NEWPORT BEACH – Imagínese por un momento que usted es el principal responsable político de una exitosa economía de mercado emergente. Desde su posición, observa con legítima preocupación (y una mezcla de incredulidad y rabia) cómo se extiende la crisis de deuda que paraliza a Europa, a la par que los Estados Unidos, por culpa del estado disfuncional de su política, se ven imposibilitados de revivir su economía moribunda. Puesto usted a elegir: ¿confiaría en que la extraordinaria resistencia interna de su país le baste para contrarrestar los vientos de deflación que soplan del primer mundo? ¿O preferiría ir sobre seguro y aumentar las reservas de su país, por si acaso?

Varias de estas economías emergentes se encuentran ante el mismo dilema, y la decisión que tomen tendrá amplias repercusiones más allá de sus fronteras. De hecho, esto también es una señal del panorama cada vez más incierto al que se enfrenta la economía global.

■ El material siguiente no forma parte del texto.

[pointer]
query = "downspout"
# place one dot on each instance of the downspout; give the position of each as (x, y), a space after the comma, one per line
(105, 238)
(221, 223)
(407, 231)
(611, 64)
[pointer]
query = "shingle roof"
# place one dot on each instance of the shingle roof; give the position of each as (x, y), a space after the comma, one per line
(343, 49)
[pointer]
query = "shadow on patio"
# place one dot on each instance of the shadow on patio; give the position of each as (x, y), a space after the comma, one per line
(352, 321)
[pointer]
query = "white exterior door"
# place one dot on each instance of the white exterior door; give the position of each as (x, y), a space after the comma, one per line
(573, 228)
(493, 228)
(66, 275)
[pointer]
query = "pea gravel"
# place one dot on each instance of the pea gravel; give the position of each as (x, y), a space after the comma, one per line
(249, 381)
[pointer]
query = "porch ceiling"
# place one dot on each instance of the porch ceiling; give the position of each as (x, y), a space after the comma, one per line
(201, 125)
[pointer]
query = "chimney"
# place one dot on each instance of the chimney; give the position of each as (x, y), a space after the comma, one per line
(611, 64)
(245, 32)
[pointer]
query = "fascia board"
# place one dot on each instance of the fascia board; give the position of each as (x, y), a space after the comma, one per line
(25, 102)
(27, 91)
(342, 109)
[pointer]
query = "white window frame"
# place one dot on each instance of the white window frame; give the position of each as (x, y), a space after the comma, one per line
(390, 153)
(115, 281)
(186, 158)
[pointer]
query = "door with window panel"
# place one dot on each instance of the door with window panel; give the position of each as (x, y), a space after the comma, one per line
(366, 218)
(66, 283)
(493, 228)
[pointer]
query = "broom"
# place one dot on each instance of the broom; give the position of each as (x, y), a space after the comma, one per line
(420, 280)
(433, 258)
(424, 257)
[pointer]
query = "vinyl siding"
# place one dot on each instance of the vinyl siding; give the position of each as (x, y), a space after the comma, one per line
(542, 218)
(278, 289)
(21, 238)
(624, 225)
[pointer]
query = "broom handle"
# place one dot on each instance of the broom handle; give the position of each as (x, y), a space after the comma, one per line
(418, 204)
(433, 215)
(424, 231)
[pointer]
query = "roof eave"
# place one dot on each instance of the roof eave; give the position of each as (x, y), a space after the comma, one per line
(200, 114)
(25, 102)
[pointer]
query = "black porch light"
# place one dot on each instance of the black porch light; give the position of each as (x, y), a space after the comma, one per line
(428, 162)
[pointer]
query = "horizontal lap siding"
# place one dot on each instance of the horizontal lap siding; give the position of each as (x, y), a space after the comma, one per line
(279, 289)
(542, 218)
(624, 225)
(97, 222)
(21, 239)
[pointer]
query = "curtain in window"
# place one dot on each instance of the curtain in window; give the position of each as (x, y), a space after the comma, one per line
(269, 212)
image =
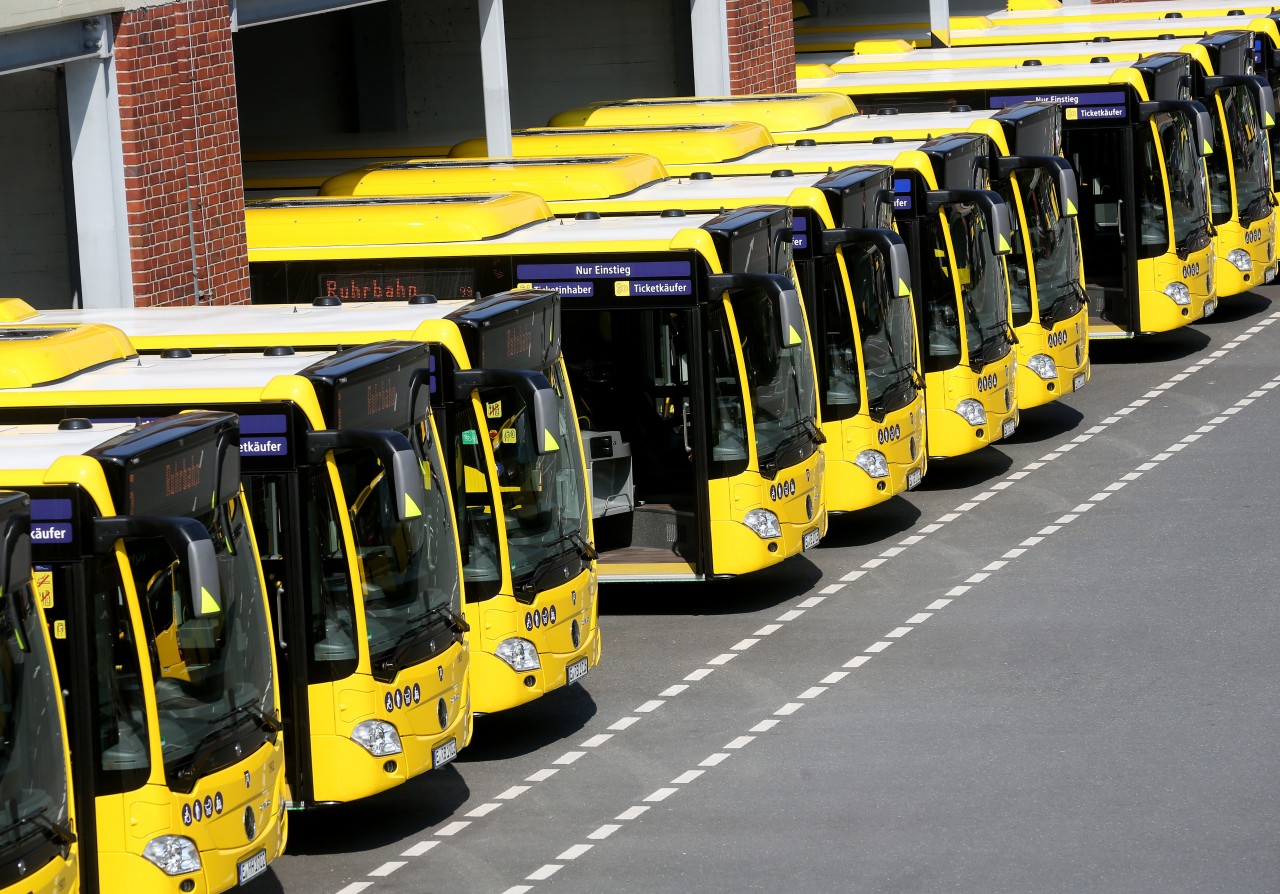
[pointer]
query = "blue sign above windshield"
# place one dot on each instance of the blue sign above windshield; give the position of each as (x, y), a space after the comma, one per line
(1078, 105)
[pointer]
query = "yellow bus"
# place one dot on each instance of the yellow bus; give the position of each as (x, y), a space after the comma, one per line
(682, 334)
(1034, 181)
(1137, 147)
(1242, 110)
(972, 393)
(853, 276)
(146, 568)
(39, 847)
(983, 31)
(344, 482)
(506, 428)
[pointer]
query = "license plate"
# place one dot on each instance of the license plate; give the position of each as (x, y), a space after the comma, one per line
(442, 755)
(251, 867)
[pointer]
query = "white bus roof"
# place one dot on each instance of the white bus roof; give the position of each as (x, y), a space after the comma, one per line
(39, 446)
(266, 319)
(195, 373)
(1014, 74)
(961, 55)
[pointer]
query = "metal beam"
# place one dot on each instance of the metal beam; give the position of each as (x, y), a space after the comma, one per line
(940, 22)
(54, 44)
(709, 27)
(247, 13)
(97, 177)
(493, 74)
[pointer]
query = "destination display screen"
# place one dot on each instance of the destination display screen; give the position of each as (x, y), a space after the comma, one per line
(396, 286)
(379, 401)
(181, 482)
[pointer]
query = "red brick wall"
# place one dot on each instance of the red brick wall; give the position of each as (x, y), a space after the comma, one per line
(182, 164)
(760, 46)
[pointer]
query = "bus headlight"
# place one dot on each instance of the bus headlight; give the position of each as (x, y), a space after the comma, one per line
(174, 854)
(973, 411)
(1240, 259)
(1180, 295)
(1043, 366)
(763, 523)
(873, 463)
(378, 738)
(520, 653)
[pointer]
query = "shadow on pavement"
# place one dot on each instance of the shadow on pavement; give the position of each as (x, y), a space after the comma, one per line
(965, 471)
(533, 726)
(748, 593)
(871, 525)
(1164, 347)
(374, 822)
(1043, 423)
(1238, 308)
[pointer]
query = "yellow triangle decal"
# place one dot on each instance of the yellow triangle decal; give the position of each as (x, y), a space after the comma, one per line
(208, 603)
(411, 509)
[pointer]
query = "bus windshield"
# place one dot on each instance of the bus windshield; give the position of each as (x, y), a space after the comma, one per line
(1055, 247)
(1187, 190)
(33, 783)
(408, 568)
(544, 506)
(983, 292)
(211, 664)
(778, 377)
(1249, 153)
(886, 328)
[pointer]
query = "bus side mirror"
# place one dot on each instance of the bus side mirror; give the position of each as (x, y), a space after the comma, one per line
(186, 537)
(535, 390)
(993, 208)
(890, 243)
(1056, 167)
(393, 451)
(791, 325)
(1264, 99)
(1201, 121)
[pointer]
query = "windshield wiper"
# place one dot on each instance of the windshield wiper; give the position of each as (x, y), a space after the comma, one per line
(218, 737)
(584, 551)
(55, 830)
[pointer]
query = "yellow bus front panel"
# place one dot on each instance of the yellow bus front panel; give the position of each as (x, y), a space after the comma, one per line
(1066, 346)
(236, 819)
(1257, 242)
(562, 623)
(794, 497)
(899, 437)
(1162, 311)
(993, 390)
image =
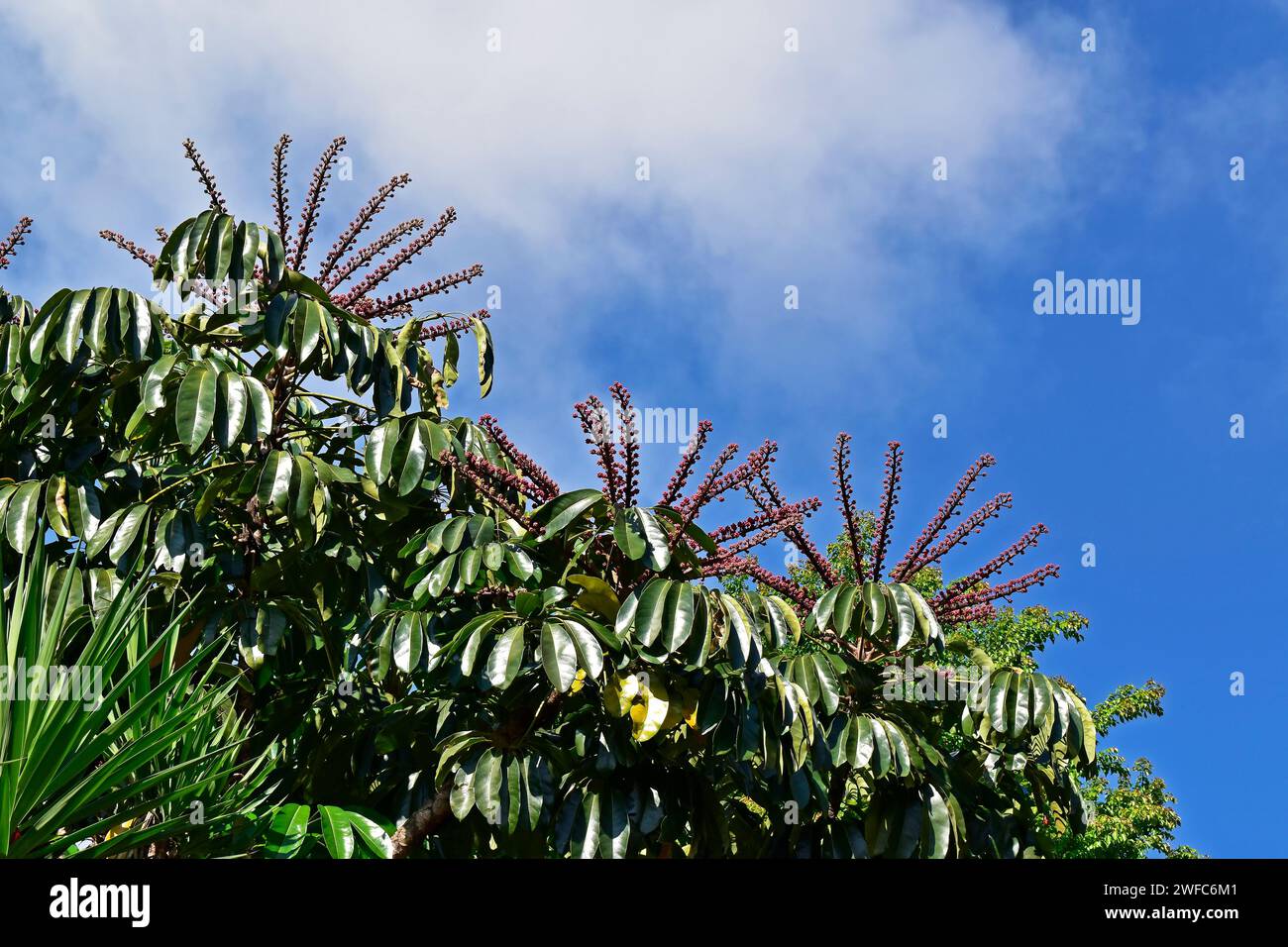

La existencia misma de este dilema es, de por sí, novedosa y digna de destacarse. Bien podríamos añadirla a la lista de acontecimientos otrora inimaginables que en los últimos tiempos hemos visto desfilar ante nuestros ojos, en una lista que incluye (nada más en las últimas semanas): la pérdida de la sacrosanta calificación AAA de los títulos de deuda de los Estados Unidos; los devaneos políticos en ese país con la posibilidad de caer en una cesación de pagos; una inquietud creciente sobre la perspectiva de reestructuraciones de deuda en varias economías periféricas de Europa, junto con rumores de una posible ruptura de la eurozona; y las drásticas medidas tomadas por Suiza para reducir (sí, reducir) su condición de refugio.

Hace unos años, resolver el dilema ante el que se encuentran las economías emergentes hubiera sido fácil. Hoy ya no lo es.